A key step to implementing blockchain, then, is clarifying what the implications of the technology may be and managing user expectations, according to Cecchi. Some people are under the misperception, for example, that blockchain can establish the truth about transactions. "Blockchain doesn't know the truth," he said. "Instead, it's like writing with a pen in a perfect ink that no one can change or erase. But you can still write the wrong stuff down."
In addition, it's important to realize that blockchain alone cannot typically solve the problems that an industry is trying to address, such as food safety or establishing the origin of high-value, unique objects like diamonds, said Leanne Kemp, CEO and founder of Everledger. In the case of establishing the provenance of diamonds, Everledger uses blockchain in conjunction with scanning technologies.
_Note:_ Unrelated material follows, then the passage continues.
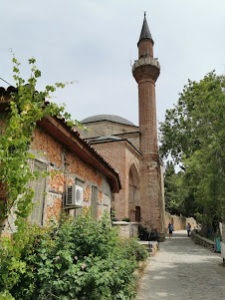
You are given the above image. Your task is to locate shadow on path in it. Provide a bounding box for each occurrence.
[137,231,225,300]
Another stumbling block to implementing blockchain is that it requires customers, suppliers, and sometimes even competitors to sit down and agree on how the market operates—how transactions and processes take place—and then write that down in code. For that standardization to happen, there has to be a certain amount of process rigidity, according to Cecchi. He says it's like the pain many organizations underwent to standardize their internal processes as they implemented an enterprise resource planning (ERP) system, only for the entire industry.
Industry consortia and working groups are essential to bringing together peers and establishing these standards and protocols, said Michael Reed, director of the blockchain program at Intel Corp.
How long will it take before we fully experience the disruptive nature of blockchain? It may not be as soon as promoters of the technology would like you to believe. Lakhani instead likens blockchain to TCP/IP, one of the foundational technology protocols that makes the Internet and distributed computing possible. He points out that it took 30 to 40 years to go from simple e-mail systems to the applications that we have today.
"This is a foundational technology rather than a disruptive technology," he explained.